I don't know anybody that paid for chiropractor school while in chiropractor school.
(slow music) The majority of us, we have six-figure chiropractor debt.
- Chiropractors have one of the highest student debt to income ratios of American professions.
While established chiropractors can make around $100,000 a year, the starting salary is closer to $40,000, and it's during that pivotal time that interest on the loan begins accruing.
- I was making some loan payments and it just all went to interest.
Not even a pin prick of dent in it.
11 years later, and that's 11 years since I've graduated, my debt is probably closer to $400,000 at this point, in 2021.
It's a lot.
(chuckles) Every time I check my credit report, it's there, so when I see it, it is very sad.
- Courtney's dilemma is not uncommon.
Americans collectively $1.7 trillion in student loans, more than double what it was just 10 years before.
This has caused many millennials to delay big life milestones, like marriage, family, and home ownership all because of a financial commitment made at a very young age.
- I was 25 when I graduated from chiropract school.
So after I graduated and I started working, I got into the field, I'm like, well, what else?
Am I supposed to just do this one thing until I'm too old to do it anymore and just die?
It's the same neck pain, same back pain, same sciatica, same (laughs) disk injuries that I always experience.
And I'm just like, okay, it has to be more to life.
(upbeat music) Let me take a little bit more control of it.
Instead of letting the careers control me, let me choose what I personally want to do.
- [Announcer] Boarding for all passengers.
(indistinct) - I really like being a flight attendant.
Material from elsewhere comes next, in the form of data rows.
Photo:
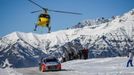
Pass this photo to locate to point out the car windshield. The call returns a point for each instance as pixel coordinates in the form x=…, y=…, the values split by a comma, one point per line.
x=51, y=60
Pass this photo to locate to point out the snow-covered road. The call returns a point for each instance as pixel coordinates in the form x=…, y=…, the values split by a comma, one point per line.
x=99, y=66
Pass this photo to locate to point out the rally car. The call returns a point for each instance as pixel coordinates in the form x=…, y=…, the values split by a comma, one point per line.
x=49, y=64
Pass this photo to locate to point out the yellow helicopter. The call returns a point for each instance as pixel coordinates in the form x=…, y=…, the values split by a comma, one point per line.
x=44, y=18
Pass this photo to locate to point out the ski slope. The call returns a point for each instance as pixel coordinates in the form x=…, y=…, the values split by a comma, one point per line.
x=99, y=66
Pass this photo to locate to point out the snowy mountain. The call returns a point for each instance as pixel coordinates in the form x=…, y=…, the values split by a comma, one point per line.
x=103, y=38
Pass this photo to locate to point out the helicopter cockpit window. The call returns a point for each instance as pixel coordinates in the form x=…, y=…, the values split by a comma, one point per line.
x=44, y=15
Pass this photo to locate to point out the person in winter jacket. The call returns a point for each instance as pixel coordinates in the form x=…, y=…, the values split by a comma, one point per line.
x=130, y=59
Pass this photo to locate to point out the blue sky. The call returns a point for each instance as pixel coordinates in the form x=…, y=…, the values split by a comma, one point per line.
x=15, y=14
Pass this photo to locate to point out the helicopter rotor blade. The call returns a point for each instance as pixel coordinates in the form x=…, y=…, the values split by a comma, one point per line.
x=67, y=12
x=36, y=4
x=36, y=11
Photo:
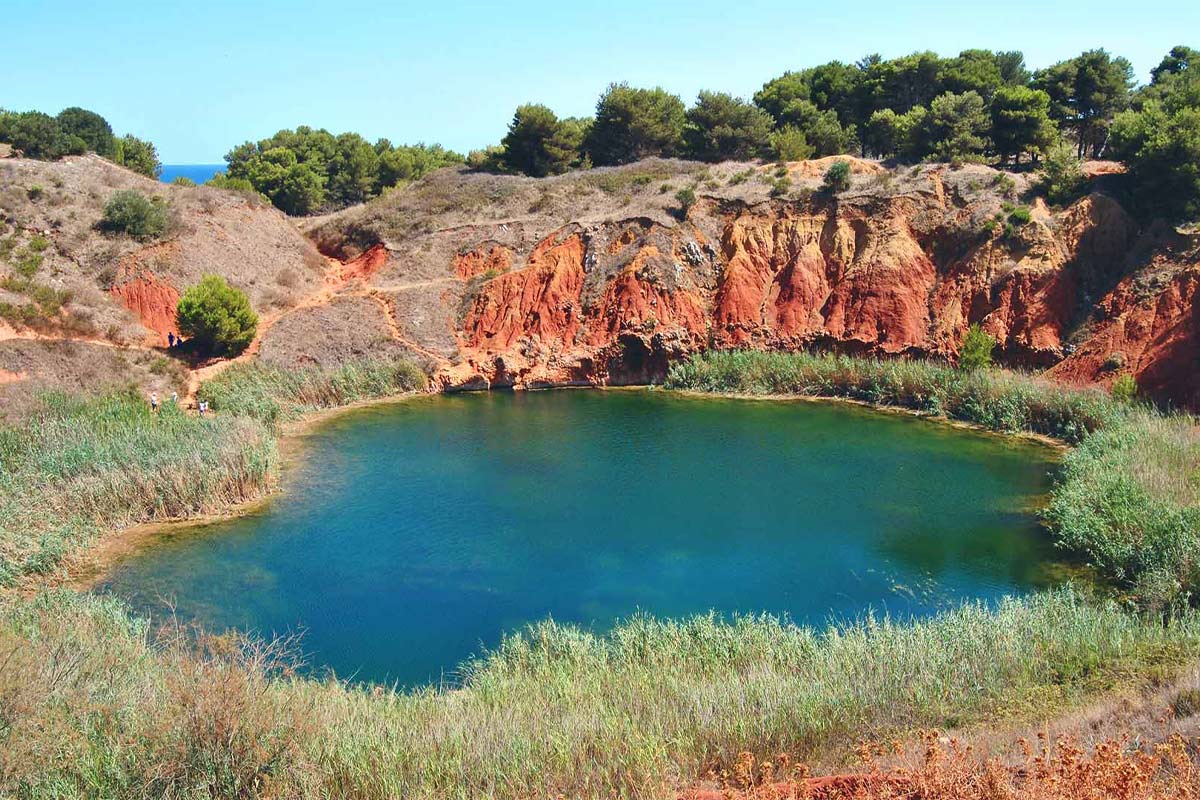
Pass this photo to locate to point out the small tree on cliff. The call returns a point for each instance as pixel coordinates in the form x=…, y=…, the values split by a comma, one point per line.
x=132, y=212
x=977, y=347
x=539, y=144
x=216, y=317
x=837, y=178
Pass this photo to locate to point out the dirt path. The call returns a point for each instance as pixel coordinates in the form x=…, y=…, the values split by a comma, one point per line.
x=341, y=280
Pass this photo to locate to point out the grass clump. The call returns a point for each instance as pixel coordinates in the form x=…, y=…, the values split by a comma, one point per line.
x=552, y=711
x=273, y=395
x=1129, y=499
x=1002, y=401
x=81, y=467
x=133, y=214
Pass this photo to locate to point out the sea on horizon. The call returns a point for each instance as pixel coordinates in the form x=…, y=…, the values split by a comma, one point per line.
x=198, y=173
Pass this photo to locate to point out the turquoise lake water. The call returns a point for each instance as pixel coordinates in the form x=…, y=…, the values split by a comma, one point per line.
x=412, y=535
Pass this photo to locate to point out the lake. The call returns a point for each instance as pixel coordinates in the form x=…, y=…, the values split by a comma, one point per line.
x=411, y=535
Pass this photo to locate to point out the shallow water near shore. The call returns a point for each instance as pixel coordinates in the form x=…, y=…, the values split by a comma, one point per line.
x=409, y=536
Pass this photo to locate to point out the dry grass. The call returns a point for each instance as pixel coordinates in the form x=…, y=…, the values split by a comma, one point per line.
x=91, y=705
x=1063, y=770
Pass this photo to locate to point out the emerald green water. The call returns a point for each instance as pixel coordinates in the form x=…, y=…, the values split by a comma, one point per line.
x=409, y=536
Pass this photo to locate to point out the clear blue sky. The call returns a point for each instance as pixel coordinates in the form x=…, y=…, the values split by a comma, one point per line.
x=197, y=78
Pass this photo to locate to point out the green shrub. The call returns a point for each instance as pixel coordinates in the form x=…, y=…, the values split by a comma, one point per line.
x=790, y=144
x=216, y=318
x=1062, y=175
x=131, y=212
x=1020, y=216
x=837, y=178
x=976, y=350
x=687, y=198
x=1125, y=389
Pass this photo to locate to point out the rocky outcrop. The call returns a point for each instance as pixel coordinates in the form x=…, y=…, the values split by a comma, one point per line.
x=873, y=278
x=154, y=302
x=487, y=281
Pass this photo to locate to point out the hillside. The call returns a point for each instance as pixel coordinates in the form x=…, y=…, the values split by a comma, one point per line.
x=599, y=276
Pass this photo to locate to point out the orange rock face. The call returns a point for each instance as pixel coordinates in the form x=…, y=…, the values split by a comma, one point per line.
x=154, y=301
x=540, y=300
x=900, y=276
x=1152, y=335
x=361, y=268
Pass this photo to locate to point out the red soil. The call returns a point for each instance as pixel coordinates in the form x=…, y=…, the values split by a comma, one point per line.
x=855, y=278
x=361, y=268
x=479, y=260
x=155, y=304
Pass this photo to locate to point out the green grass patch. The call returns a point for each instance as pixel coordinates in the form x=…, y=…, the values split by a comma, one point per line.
x=81, y=467
x=275, y=395
x=553, y=711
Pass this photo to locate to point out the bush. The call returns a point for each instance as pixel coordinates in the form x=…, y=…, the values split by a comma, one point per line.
x=789, y=143
x=131, y=212
x=1062, y=176
x=216, y=317
x=687, y=197
x=976, y=352
x=1125, y=389
x=837, y=178
x=1020, y=216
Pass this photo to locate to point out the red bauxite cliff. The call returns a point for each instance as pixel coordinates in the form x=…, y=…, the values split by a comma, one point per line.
x=557, y=282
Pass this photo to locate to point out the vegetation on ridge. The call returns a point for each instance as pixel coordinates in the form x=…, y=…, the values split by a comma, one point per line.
x=73, y=132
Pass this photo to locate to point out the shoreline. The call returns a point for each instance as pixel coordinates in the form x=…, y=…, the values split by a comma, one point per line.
x=1057, y=445
x=91, y=567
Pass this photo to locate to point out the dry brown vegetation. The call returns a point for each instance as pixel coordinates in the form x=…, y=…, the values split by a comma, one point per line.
x=1115, y=769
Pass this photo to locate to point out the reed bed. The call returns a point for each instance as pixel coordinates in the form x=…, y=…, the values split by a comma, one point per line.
x=82, y=467
x=103, y=710
x=275, y=395
x=79, y=467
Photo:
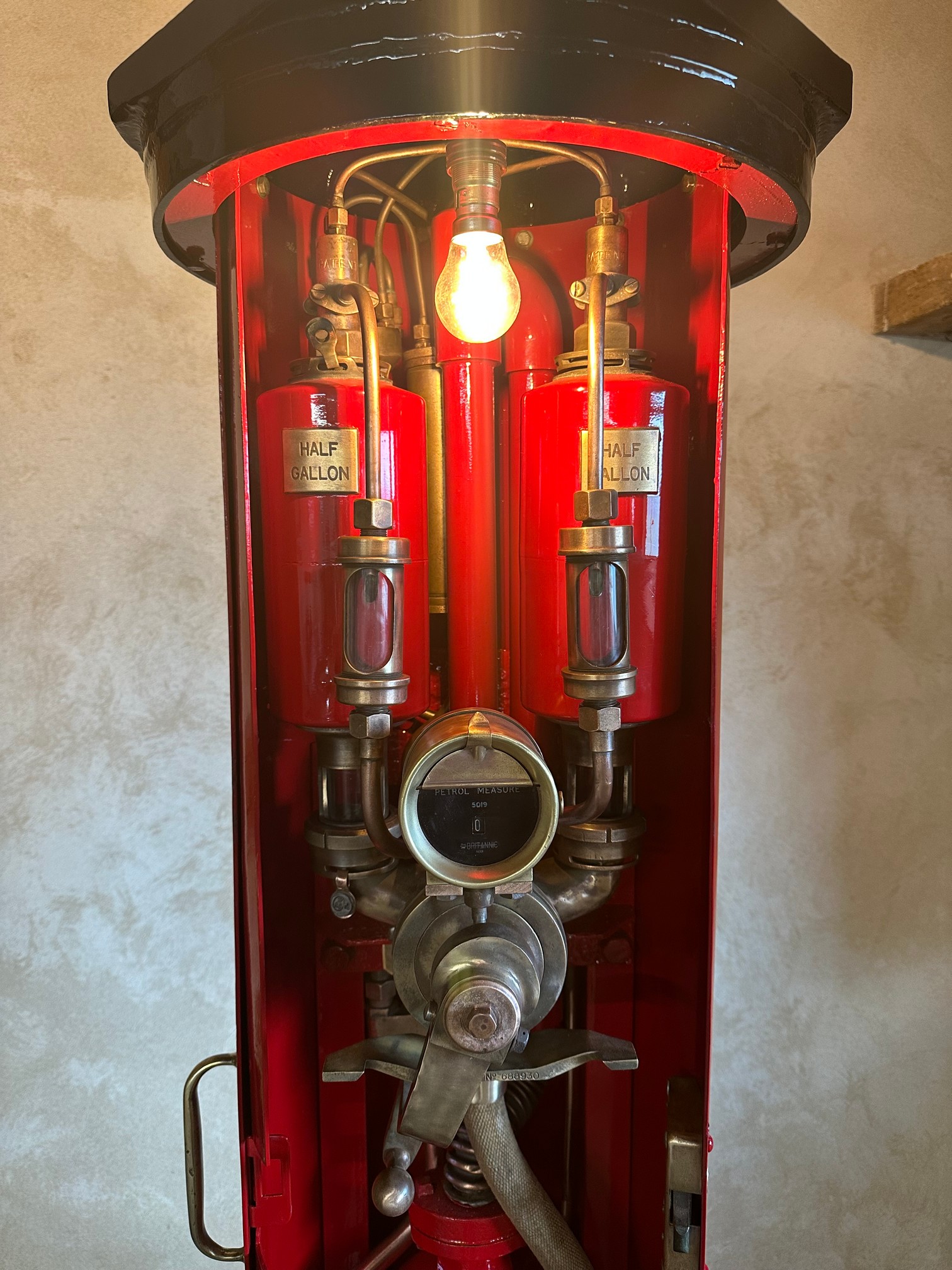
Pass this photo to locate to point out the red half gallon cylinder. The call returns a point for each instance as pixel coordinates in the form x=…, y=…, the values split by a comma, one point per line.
x=310, y=445
x=645, y=460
I like going to different places.
You rarely fly with the same people.
It's just fun being a flight attendant.
(laughing) Great benefits, the healthcare plan is amazing, profit sharing is amazing, the 401k matching, it matches up to 10%, and then we have flight benefits, we can fly on domestic carriers for free, international trips, it's literally pennies on the dollar.
I don't think I could get everything that I'm getting out of it in anything else.
But as far as my debt, I don't have a plan to pay it off.
I do have a plan to maintain it so it's not a huge major burden on my life.
- For many millennials like Courtney, the goal of full repayment seems all but out of reach.
Instead, they're trying to find a way to live with their debt as a potentially permanent fixture of their lives.
- Besides the obvious financial burden, this can make them feel emotionally obligated to a career they may no longer want.
- Within the next 10 years I definitely don't see myself working as much as I work now as a chiropractor.
And when I do think about that it's like, (sighs) you know, it kinda sucks with me having the debt and having a degree, but like I said, I earned it so early on.
So as I've gotten older and matured and the world around me is changing, that's changing with me as well.